In a split second, I thought, “I should partner with someone else.” But we had already made that critical eye contact. The deal was sealed. And looking around, I saw everyone else had a dance partner. Like it or not, I was paired with Jessica. I hoped I didn’t snap her in half.
The facilitator Karen told us to introduce ourselves using just our back body.
Jessica radiated sweetness, like a smiling sprite. She probably wasn’t the least bit concerned that the top of her head barely made it to my shoulder, but I was. I planned on a light touch. Maybe I’d even hold back a bit.
We turned and stood back to back, and I was surprised.

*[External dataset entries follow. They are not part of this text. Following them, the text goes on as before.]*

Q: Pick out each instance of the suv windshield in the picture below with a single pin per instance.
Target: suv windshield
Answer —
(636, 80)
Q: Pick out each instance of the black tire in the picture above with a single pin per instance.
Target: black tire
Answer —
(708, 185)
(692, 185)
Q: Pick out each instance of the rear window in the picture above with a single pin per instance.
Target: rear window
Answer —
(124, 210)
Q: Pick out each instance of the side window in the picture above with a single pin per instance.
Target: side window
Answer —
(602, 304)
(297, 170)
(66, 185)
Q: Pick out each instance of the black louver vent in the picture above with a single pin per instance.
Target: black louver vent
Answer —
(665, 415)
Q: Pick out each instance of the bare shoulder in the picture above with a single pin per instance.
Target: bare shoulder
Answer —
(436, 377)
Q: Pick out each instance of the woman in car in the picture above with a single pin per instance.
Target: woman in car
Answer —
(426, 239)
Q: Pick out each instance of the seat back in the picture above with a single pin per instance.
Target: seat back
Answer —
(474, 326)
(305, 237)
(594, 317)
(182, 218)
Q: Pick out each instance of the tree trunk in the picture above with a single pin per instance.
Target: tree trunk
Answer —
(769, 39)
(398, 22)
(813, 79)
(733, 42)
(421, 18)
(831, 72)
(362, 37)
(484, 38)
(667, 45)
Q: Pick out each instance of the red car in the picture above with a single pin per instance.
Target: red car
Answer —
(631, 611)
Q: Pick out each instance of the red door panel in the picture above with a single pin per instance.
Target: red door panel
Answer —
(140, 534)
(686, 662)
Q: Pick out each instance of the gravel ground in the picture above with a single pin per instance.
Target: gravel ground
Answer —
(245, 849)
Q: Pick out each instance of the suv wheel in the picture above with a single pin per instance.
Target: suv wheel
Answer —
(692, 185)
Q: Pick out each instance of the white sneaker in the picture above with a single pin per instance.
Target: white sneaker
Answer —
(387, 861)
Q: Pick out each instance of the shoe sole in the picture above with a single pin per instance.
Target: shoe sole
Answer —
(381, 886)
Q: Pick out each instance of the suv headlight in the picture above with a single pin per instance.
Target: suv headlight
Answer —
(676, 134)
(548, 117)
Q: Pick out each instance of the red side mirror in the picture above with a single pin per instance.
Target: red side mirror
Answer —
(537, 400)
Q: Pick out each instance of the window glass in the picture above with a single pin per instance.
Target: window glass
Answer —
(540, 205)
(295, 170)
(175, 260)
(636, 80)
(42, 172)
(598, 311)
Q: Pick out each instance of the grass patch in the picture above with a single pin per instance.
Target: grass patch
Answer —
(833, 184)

In that first instant of touch, it was clear that the match could not have been better. We were a perfect fit; two puzzle pieces coming together. Each curvature in her back was matched by an opposite curve in my back body. That meant her head had a perfect nest in the small curve of my neck to rest. It also meant that my butt nestled quite comfortably into the small of her back.
I hung out with my butt in Jessica’s back and was quite happy with it, thank you very much. And by her relaxed, synchronized breathing, I’d say Jessica was right there with me.
What my mind had judged as wrong couldn’t have been more right. The mind thinks it knows best. Its job is to judge. To analyze. To weigh, consider, and to compute. But mind is never, ever, a substitute for the actual experience.
Never.
Ever.
The mind maps out the territory, but the body experiences the terrain first hand. Trust the experience over the map and there would be less fear and more enjoyment.
In the book On Becoming a Person, Carl Rogers, an influential American psychologist and one of the founders of the Humanistic approach to psychology, wrote:
Experience is, for me, the highest authority. The touchstone of validity is my own experience. No other person's ideas, and none of my own ideas, are as authoritative as my experience. It is to experience that I must return again and again, to discover a closer approximation to truth as it is in the process of becoming in me.
What decision are you mind-wrestling with today? You can throw the argument onto the mat, twirl it over and over, look at it this way and that, and you will never know the truth of it through thoughts alone.
When your butt is up against the wall (or, in my case, up against Jessica), you’ve got to dive in and live the experience to know it. Live the questions. Experience the sensations. Harvest what comes. There’s just no amount of thinking that can give you your own hard-earned truth.